Jul 10, 2007

Secretary To The Spirits

Stella Horrocks sits on a chair in her small terraced house with a notepad in front of her. Suddenly the pen begins to move; soon it is storming through pages in a blind flurry.

Stella is only one of a number of people who have the ability to take dictations from the dead. Skeptics have only been able to account for secondary personality- nothing concrete.

Horrocks claims that the world’s greatest Late literary figures have dictated to her novels, books, diaries, memoirs, each in a different handwriting. Her transcribers include President John F. Kennedy, Virginia Woolf, Thomas Hardy and Jane Austen. Movie star David Niven and Lord Mountbatten are others.

However, she still has not found a publisher for these, she finds their attitude discouraging, “I’m not in it for the money,” she says, “I would just like to see these works reach a wider public.”

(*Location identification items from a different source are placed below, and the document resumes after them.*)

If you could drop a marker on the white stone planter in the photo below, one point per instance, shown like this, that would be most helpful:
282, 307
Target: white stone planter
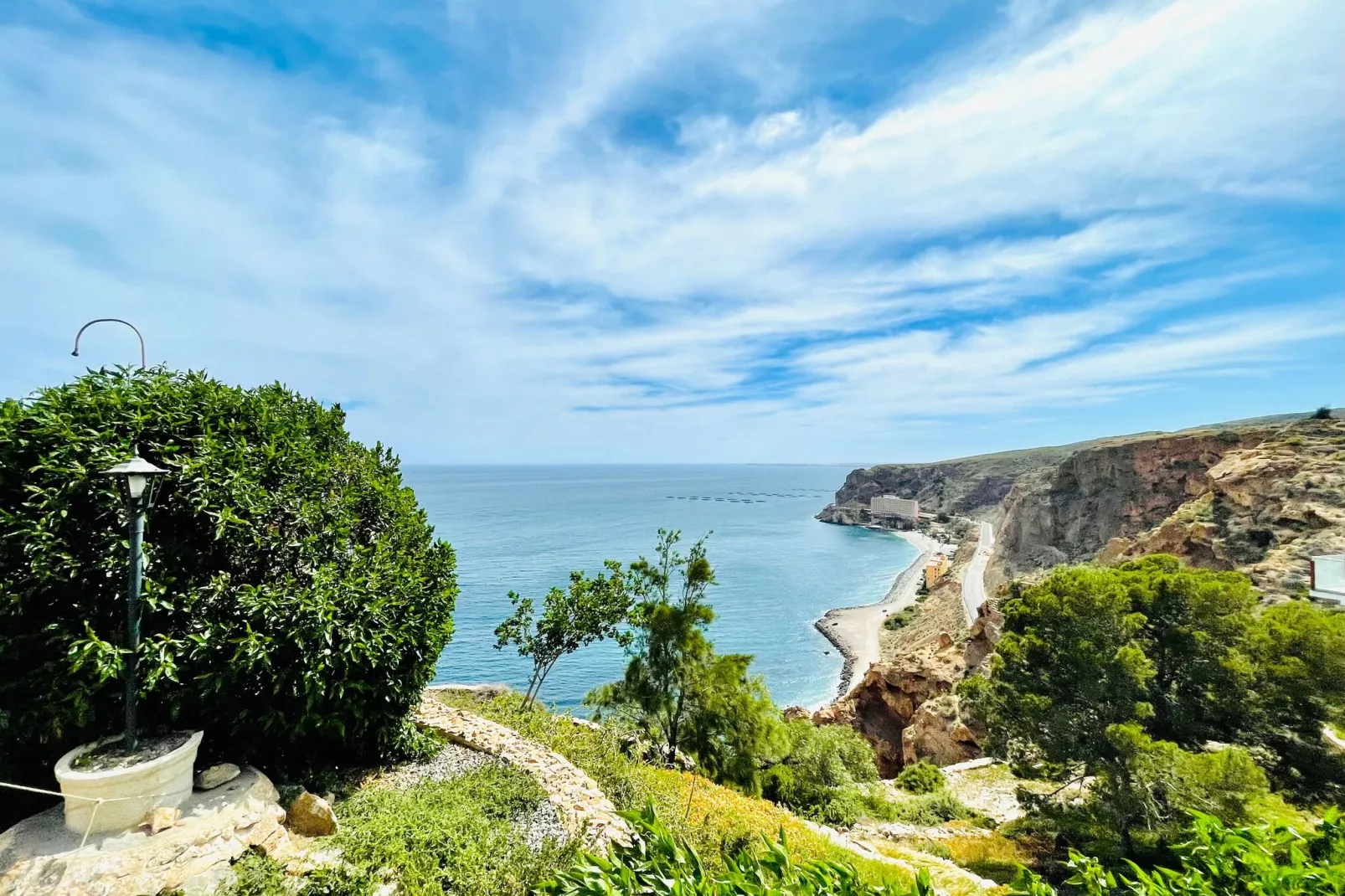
131, 791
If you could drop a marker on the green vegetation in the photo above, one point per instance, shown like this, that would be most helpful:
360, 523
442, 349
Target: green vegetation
920, 778
1122, 676
296, 598
1265, 860
459, 836
716, 821
590, 610
904, 616
677, 690
821, 775
659, 863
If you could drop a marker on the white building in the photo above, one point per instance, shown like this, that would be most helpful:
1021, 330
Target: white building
1329, 578
894, 506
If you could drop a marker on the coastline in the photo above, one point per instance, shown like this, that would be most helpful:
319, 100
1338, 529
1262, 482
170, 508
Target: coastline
854, 630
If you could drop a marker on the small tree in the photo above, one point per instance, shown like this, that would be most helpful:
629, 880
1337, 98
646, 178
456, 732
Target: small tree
590, 610
677, 689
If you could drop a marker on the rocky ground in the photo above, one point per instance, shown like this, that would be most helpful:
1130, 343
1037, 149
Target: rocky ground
1265, 509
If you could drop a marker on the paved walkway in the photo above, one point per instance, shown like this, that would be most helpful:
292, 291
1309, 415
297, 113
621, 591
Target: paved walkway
584, 809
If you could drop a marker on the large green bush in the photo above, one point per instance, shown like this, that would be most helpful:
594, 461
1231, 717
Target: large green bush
661, 864
296, 599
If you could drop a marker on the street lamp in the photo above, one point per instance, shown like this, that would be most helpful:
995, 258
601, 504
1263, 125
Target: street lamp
75, 353
137, 481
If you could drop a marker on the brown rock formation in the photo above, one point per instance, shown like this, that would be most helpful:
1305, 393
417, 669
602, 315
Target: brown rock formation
885, 701
983, 636
1265, 510
1116, 489
938, 734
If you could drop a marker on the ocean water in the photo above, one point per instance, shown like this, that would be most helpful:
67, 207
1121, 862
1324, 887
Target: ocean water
778, 568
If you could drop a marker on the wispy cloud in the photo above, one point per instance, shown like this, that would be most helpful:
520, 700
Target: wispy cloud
672, 230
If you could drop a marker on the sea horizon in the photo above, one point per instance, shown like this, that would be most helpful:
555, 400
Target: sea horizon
525, 526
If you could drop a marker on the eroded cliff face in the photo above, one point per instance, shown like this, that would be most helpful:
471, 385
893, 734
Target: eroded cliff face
885, 703
1265, 510
1260, 497
1116, 489
967, 486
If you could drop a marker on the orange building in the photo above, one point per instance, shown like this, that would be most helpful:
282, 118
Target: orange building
935, 569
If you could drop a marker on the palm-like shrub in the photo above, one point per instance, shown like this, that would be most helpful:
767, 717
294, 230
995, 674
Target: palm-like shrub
296, 599
661, 864
1260, 860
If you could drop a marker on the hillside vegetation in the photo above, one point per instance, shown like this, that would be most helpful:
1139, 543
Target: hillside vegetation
1258, 496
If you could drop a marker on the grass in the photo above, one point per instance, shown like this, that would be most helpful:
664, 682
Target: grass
901, 618
714, 820
435, 838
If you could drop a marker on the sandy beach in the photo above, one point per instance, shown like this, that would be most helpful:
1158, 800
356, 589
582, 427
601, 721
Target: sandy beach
854, 630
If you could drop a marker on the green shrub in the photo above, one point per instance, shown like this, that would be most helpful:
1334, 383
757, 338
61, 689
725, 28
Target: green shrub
659, 863
920, 778
295, 596
456, 836
900, 619
821, 774
1266, 860
930, 810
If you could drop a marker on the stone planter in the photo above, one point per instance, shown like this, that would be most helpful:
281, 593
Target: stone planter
131, 791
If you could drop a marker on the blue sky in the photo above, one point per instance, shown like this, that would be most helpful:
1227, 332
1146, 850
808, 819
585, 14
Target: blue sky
730, 230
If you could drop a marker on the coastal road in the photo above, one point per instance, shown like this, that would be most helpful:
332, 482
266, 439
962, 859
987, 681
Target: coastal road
974, 580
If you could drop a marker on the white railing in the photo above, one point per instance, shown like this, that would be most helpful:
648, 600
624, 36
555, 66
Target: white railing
1329, 574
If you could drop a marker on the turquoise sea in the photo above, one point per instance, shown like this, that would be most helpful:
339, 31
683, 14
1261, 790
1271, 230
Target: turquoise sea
779, 569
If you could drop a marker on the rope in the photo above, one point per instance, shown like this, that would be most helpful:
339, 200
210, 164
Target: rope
97, 802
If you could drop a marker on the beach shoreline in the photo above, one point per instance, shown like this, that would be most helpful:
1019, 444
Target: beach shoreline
854, 630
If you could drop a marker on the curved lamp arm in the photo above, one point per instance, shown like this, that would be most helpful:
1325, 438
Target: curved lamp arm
75, 353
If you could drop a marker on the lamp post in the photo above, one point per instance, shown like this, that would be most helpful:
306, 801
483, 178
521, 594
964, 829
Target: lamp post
75, 353
137, 481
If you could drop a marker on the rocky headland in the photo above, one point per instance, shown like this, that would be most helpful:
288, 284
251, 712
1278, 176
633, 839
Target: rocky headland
1260, 496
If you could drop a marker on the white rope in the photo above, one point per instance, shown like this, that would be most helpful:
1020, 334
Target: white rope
95, 801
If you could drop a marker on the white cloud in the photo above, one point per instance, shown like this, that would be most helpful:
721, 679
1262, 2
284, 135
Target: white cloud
987, 239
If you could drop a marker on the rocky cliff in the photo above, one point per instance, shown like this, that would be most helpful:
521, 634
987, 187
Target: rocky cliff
1265, 509
1065, 503
967, 486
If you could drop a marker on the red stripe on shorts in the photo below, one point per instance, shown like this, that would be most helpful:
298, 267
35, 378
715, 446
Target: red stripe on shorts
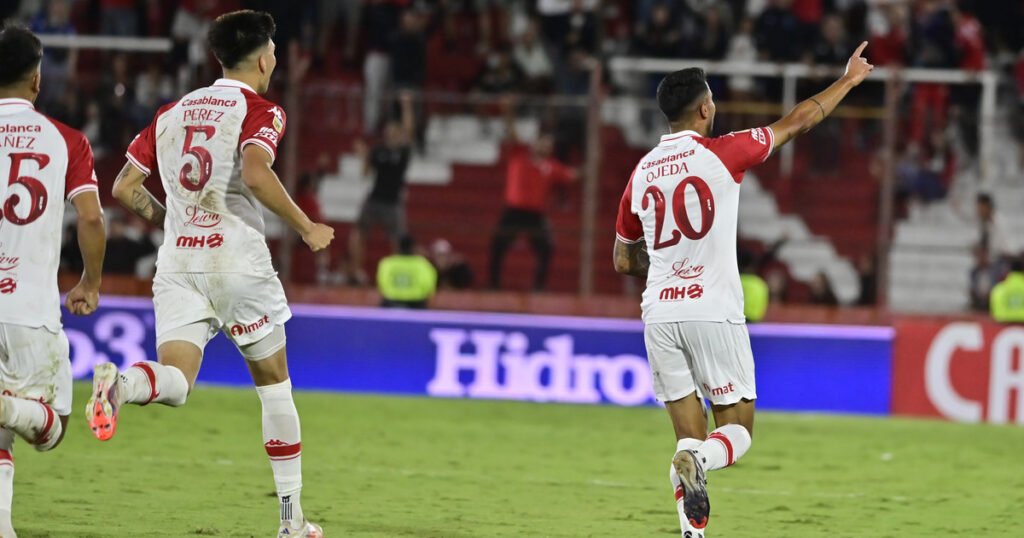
44, 435
728, 446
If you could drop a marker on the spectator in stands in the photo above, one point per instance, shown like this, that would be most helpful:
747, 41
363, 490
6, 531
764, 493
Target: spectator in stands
659, 36
777, 32
868, 277
983, 277
118, 17
741, 50
529, 174
381, 23
384, 207
406, 279
532, 59
995, 236
127, 246
821, 292
307, 198
58, 63
153, 89
500, 75
756, 293
453, 270
713, 40
1008, 296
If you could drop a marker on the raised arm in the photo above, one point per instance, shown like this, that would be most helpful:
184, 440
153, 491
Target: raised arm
813, 111
631, 258
84, 297
128, 189
261, 179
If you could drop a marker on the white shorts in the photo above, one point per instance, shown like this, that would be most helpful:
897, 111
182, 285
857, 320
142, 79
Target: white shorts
35, 365
713, 358
246, 307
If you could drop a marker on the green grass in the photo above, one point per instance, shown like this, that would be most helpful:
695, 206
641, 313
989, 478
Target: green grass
389, 467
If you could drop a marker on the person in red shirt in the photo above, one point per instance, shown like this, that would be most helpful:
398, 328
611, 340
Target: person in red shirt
530, 173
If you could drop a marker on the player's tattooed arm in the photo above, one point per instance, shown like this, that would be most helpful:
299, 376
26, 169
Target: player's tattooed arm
631, 258
128, 189
813, 111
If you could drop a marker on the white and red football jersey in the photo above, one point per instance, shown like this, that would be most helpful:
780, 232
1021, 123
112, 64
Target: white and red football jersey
42, 163
214, 223
683, 200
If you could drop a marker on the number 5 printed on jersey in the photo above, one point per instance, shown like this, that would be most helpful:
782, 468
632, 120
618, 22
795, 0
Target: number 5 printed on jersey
705, 198
189, 178
35, 189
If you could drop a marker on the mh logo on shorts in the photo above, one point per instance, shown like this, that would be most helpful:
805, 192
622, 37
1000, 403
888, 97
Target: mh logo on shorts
211, 241
238, 329
693, 291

Stella can also describe the individual characteristics of the authors she writes for, “Jane Austen has a much lighter touch than Charles Dickens though he is full of life,” she says, “and Noel Coward digs into the paper as if he were gardening. Another one is Thomas Hardy, he is completely different: more of a businessman.”

But taking a dictation from the dead can be an overwhelming task. “They can go on writing for 3 hours,” she says, “when Dickens wrote about the Battle of Waterloo, I got through about 200 pages in a couple of days.

Others seem to dictate more slowly. Stella’s technique to ‘tune in’ to dead authors is simple she says, “You can’t contact them, they have to contact you when they are ready. You have to keep your mind a complete blank to receive. I don’t know what they are going to do before they start: they tell me each word as they go.”

A stockpile of plays by Noel Coward and ‘new’ collection of war stories from W. Somerset Maughan are all kept by Stella Horrocks.